On Wednesday, Netanyahu called Roger van Oordt, director of the Christians for Israel organization, as well as Rabbi Binyomin Jacobs, the offices of both men said in statements to the media.
“This was a good visit, but it was too short, and I didn’t get to see our best friends in the world,” Netanyahu told a beaming van Oordt in explaining why they were speaking over the phone rather than in person.
“I wanted to call and show my deep appreciation, and we know we have no better friends on earth than you,” the Israeli leader said on speakerphone to the board of Christians for Israel, an international pro-Israel advocacy and charity organization based near Amsterdam whose 30 affiliates worldwide have hundreds of thousands of members.

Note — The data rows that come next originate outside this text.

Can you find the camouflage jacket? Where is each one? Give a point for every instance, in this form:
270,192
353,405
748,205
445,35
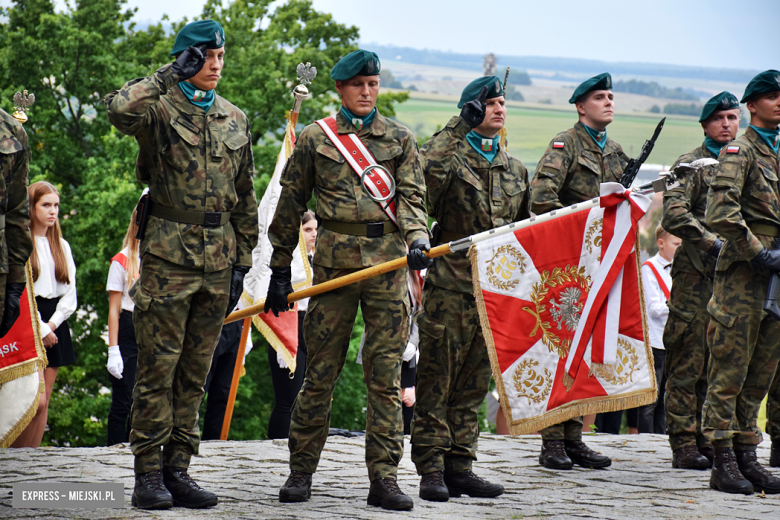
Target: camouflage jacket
194,161
468,195
683,215
316,167
743,191
571,174
15,241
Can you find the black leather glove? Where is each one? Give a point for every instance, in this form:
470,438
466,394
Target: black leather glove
190,61
768,258
278,289
716,247
13,292
473,112
236,286
416,258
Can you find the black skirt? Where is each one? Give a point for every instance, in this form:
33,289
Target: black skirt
62,353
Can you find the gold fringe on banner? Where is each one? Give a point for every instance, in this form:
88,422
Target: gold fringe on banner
574,409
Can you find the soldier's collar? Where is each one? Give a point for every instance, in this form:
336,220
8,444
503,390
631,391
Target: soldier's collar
378,126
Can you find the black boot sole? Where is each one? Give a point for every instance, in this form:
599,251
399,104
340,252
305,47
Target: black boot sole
550,465
160,504
377,502
457,492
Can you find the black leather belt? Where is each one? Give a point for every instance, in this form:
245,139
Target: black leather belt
359,229
198,218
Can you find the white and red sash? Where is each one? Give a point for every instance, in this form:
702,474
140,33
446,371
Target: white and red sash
377,182
661,282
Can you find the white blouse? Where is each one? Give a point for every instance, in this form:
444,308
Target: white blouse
47,286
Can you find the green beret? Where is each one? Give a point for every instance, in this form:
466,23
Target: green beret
600,82
723,101
203,31
358,63
767,81
471,91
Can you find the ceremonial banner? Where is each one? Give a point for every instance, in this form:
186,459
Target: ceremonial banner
281,332
21,357
562,311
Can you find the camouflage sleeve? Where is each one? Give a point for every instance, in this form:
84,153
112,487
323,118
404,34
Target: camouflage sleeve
410,193
677,217
132,108
243,218
17,217
436,157
724,210
297,185
550,176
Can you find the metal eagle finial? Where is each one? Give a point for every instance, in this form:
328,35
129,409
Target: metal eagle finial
22,103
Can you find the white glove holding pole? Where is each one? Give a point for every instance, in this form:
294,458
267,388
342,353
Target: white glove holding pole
115,365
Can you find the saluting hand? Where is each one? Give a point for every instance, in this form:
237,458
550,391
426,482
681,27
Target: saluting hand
190,61
473,112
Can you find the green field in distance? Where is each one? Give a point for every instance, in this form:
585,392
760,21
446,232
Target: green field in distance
530,129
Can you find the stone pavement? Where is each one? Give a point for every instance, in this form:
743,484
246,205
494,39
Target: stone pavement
247,475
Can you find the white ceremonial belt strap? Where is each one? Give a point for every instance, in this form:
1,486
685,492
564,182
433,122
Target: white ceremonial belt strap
358,157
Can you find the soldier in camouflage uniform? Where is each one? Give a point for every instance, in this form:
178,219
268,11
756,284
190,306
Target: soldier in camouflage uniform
473,185
685,334
354,233
195,153
743,206
15,241
570,171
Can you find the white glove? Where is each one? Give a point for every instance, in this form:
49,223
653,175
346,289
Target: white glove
280,360
115,365
411,348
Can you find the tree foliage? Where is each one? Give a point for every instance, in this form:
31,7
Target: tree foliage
70,60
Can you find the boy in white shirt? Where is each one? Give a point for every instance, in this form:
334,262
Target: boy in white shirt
657,282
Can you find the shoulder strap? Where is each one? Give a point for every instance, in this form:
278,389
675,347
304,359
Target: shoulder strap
661,282
358,157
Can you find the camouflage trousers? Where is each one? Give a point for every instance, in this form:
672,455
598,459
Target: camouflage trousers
744,352
453,377
687,355
773,409
327,328
178,318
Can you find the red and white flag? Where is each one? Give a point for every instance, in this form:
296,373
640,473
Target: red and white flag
282,332
561,311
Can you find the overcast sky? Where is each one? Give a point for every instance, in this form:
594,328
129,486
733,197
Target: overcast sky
715,33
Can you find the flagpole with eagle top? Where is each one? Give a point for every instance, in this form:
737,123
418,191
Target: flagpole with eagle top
306,73
662,184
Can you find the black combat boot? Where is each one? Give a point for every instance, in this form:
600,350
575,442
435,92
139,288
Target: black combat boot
467,483
688,457
185,491
752,470
725,475
583,456
150,492
708,452
386,493
774,455
297,488
554,456
432,487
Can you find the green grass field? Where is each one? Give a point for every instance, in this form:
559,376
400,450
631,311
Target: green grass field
530,129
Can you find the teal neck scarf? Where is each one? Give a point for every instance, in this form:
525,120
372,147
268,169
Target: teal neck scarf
771,137
358,122
713,146
600,138
484,146
200,98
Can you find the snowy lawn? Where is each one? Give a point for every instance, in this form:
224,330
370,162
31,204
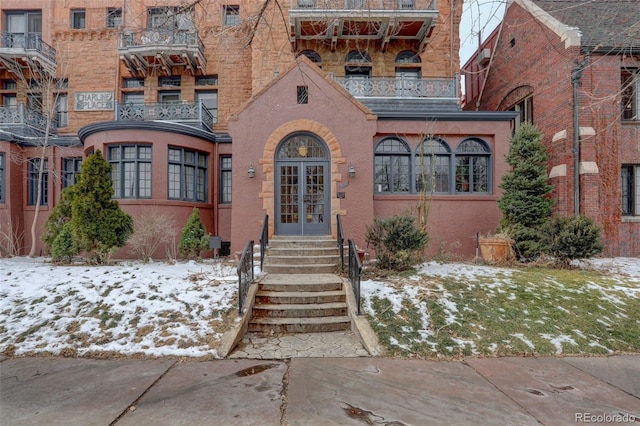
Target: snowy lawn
456,310
438,310
130,309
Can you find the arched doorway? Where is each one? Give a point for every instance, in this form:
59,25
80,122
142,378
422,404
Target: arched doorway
302,191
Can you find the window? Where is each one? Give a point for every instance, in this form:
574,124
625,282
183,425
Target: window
23,29
114,18
432,166
70,171
391,168
187,175
34,171
303,94
225,179
2,178
9,93
630,94
631,190
231,15
130,170
172,18
78,19
525,108
472,161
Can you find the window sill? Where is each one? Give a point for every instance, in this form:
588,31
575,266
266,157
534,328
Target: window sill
630,219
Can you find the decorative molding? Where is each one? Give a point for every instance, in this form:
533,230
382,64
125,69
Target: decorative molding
558,171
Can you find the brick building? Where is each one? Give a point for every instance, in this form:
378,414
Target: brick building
301,111
567,65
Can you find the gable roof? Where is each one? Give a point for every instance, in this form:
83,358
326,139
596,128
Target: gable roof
605,25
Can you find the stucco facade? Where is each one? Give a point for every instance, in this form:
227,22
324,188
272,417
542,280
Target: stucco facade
184,124
532,63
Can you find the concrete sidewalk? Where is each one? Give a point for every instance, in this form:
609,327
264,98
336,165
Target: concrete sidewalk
320,391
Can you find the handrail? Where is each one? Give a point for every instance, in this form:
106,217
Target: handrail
340,242
264,239
355,267
245,274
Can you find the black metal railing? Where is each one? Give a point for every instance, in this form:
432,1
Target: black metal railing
27,117
355,267
340,242
245,274
30,42
264,239
193,113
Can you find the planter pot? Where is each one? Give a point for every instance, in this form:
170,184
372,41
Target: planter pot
495,249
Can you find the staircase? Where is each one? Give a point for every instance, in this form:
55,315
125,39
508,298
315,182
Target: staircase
301,292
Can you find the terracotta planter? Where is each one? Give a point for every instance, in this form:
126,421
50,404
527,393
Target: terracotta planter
495,249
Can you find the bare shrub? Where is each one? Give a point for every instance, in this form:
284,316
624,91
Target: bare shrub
150,232
10,237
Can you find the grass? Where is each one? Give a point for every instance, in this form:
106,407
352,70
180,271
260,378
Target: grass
518,311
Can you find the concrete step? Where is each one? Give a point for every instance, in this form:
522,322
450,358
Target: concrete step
326,268
303,251
301,259
300,325
299,310
302,241
298,297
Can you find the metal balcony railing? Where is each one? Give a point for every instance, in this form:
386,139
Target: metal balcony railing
161,37
25,121
28,42
400,87
191,113
364,4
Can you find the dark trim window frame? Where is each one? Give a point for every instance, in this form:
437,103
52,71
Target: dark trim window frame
78,19
433,167
70,170
34,170
131,167
187,175
2,178
630,177
225,179
630,94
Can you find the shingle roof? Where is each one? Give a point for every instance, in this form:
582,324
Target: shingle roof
604,24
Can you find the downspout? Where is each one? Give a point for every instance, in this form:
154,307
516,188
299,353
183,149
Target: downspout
576,75
493,54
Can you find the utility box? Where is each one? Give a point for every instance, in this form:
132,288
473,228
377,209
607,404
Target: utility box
215,243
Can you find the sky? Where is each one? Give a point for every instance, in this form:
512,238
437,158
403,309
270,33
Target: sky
479,17
163,309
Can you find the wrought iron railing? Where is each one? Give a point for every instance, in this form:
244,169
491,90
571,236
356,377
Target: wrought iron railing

Van Oordt responded that his group was privileged to be phoned by Netanyahu, who said: “I should say I’m the privileged one. We, the people of Israel, are the privileged ones in this partnership, this alliance, which is growing strong and based on the deepest values and the deepest, most rich history of culture and faith.”
Earlier this year, Christians for Israel’s Dutch affiliate urged its thousands of supporters to buy West Bank settlement goods to counterbalance a government-backed plan to issue special labels for products made by Jewish settlers in that area that is widely perceived as aimed at generating pressure on Israel to resolve the Palestinian conflict.

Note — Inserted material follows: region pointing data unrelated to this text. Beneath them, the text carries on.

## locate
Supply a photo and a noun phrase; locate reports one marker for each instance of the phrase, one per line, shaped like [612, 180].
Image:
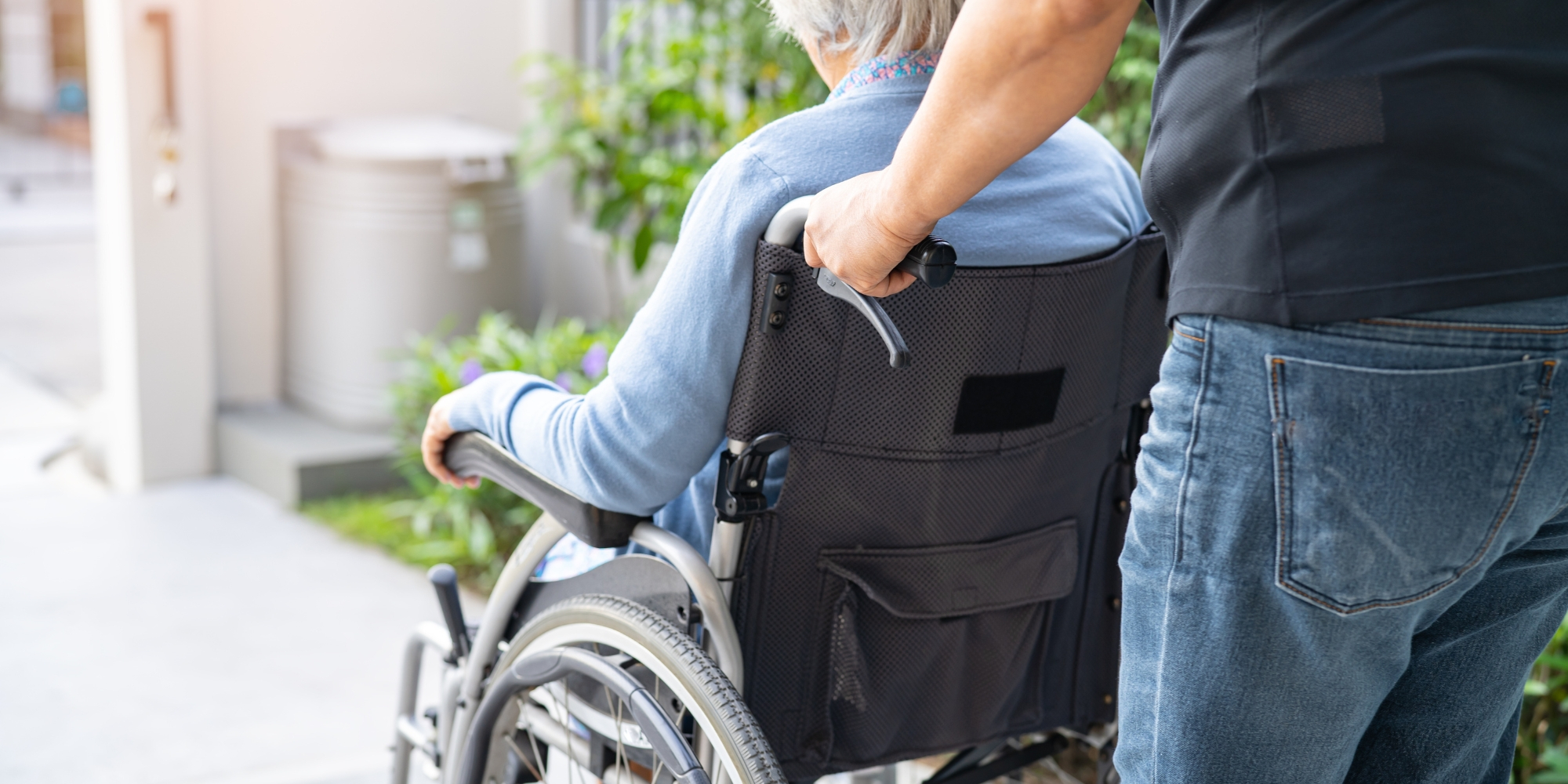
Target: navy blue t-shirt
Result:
[1345, 159]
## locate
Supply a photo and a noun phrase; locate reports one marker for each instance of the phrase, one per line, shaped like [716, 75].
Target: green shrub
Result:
[689, 81]
[432, 523]
[1542, 750]
[1120, 111]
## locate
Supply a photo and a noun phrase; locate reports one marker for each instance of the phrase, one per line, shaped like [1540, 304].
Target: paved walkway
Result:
[194, 634]
[191, 634]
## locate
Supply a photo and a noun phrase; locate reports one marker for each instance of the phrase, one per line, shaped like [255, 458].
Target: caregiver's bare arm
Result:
[1012, 74]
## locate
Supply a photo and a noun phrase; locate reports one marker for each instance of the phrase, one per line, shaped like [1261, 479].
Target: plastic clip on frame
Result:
[934, 261]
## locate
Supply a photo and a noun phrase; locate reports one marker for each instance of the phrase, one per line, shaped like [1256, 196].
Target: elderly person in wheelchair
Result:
[938, 575]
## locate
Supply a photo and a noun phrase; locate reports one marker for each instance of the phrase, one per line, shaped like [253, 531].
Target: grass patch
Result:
[408, 528]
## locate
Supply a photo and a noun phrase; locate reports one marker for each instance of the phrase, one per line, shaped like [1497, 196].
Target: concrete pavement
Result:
[197, 633]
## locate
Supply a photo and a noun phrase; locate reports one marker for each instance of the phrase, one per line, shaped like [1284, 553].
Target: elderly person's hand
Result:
[434, 445]
[852, 233]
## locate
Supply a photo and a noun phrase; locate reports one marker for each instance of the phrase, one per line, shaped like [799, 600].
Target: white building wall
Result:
[27, 67]
[280, 62]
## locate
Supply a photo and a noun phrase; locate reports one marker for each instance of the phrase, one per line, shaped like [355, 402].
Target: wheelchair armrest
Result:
[476, 456]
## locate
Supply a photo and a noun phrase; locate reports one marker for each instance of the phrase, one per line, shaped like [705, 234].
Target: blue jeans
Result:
[1348, 545]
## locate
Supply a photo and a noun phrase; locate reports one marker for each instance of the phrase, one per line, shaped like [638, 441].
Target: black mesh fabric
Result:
[874, 612]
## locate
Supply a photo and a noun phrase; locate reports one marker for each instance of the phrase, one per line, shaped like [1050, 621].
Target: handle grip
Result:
[934, 261]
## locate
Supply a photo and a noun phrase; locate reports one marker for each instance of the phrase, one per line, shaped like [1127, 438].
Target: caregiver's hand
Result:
[1014, 71]
[851, 233]
[432, 446]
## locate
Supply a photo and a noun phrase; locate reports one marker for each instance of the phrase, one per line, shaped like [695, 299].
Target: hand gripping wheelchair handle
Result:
[934, 261]
[554, 666]
[476, 456]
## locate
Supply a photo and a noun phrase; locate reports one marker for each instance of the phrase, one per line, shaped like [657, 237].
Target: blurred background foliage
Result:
[684, 82]
[1120, 111]
[1542, 750]
[432, 523]
[689, 79]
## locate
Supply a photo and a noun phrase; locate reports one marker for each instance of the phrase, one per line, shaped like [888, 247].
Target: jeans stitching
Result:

Also last year, Christians for Israel opened an affiliate in Ukraine, where the group for years has been engaged in efforts to help Jews immigrate to Israel and strengthen their Jewish identities in existing communities. Also involved in this effort is Jacobs, a personal friend of van Oordt.
Netanyahu thanked Jacobs, a Chabad rabbi who is outspoken in the media in his support for Israel and defense of its actions as designed to fight terrorism, for his efforts and for his cooperation with Christians for Israel, which is unusual in its scope for a haredi rabbi of his position.

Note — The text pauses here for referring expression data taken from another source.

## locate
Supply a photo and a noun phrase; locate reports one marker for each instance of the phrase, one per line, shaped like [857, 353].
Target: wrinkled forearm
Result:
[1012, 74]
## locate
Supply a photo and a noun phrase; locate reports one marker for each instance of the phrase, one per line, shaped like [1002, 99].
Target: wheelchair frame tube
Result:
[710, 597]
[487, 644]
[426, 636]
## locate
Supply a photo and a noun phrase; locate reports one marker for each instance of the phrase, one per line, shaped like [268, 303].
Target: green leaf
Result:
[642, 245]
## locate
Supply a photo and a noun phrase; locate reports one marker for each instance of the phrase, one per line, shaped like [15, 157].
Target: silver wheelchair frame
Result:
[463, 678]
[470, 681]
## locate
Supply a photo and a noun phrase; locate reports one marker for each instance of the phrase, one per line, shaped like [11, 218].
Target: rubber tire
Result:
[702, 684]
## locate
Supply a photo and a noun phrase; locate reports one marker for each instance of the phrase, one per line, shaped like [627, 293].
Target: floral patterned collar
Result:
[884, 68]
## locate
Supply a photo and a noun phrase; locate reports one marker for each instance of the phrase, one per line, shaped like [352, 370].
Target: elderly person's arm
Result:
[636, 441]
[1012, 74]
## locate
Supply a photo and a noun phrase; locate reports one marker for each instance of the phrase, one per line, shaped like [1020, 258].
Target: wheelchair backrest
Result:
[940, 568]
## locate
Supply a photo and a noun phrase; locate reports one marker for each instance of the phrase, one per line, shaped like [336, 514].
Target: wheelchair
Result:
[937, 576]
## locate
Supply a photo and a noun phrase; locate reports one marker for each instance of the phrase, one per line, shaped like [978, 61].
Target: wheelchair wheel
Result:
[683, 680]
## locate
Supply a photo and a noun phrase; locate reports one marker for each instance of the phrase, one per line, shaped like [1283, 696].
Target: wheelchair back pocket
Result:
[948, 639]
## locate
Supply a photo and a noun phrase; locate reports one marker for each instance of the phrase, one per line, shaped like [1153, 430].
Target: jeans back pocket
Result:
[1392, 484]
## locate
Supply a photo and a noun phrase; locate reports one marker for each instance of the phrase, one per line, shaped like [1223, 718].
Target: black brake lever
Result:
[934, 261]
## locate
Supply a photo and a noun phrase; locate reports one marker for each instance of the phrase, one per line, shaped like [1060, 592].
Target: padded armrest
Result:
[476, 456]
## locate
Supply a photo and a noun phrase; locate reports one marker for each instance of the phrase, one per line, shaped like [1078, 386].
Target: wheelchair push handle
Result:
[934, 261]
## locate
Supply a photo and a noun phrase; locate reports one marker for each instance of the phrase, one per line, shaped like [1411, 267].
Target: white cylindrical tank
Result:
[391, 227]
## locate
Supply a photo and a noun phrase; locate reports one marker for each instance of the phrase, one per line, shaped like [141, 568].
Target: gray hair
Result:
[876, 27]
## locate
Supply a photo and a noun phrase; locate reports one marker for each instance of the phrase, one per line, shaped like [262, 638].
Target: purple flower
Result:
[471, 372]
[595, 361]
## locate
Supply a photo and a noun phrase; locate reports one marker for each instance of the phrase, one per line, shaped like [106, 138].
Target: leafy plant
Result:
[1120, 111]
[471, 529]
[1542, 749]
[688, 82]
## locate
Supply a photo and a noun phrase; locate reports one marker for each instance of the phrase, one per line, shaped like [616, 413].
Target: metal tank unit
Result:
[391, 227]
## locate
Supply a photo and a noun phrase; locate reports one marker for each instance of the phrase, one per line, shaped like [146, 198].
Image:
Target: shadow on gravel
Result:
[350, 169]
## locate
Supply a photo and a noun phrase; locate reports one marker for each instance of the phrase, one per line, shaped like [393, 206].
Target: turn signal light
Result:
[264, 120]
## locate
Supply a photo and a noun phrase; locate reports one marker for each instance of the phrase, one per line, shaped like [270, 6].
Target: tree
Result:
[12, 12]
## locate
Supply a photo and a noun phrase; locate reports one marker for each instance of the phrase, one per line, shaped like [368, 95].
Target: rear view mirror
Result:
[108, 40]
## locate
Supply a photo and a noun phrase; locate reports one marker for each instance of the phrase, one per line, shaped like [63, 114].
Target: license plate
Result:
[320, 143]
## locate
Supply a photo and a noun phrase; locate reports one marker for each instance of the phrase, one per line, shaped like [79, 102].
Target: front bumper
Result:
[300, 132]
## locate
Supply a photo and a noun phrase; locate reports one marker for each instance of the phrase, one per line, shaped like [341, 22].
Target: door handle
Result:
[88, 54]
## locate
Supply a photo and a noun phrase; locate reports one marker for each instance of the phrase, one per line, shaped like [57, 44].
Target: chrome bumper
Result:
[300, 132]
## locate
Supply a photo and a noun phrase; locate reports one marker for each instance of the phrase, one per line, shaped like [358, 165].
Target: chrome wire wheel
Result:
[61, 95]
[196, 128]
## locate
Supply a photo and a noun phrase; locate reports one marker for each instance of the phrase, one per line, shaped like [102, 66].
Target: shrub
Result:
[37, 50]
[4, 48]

Netanyahu’s two-day visit to the Netherlands ended Wednesday and included some uneasy moments. That day, Dutch-Turkish lawmaker Tunahan Kuzu, who has many Muslim supporters, demonstratively refused to shake Netanyahu’s hand. Hanna Luden, director of the Dutch pro-Israel lobby group CIDI, wrote on Thursday to the speaker of the Dutch parliament, urging disciplinary action against Kuzu.
“A lawmaker has many ways at their disposal to express their opinion,” Luden wrote. Kuzu “chose to stage a conflict with the leader of a friendly nation.”
Hours before Netanyahu’s arrival, a former Dutch prime minister, Dries van Agt, told a public broadcaster that Netanyahu was a war criminal who should be tried in The Hague rather than visit as a head of state.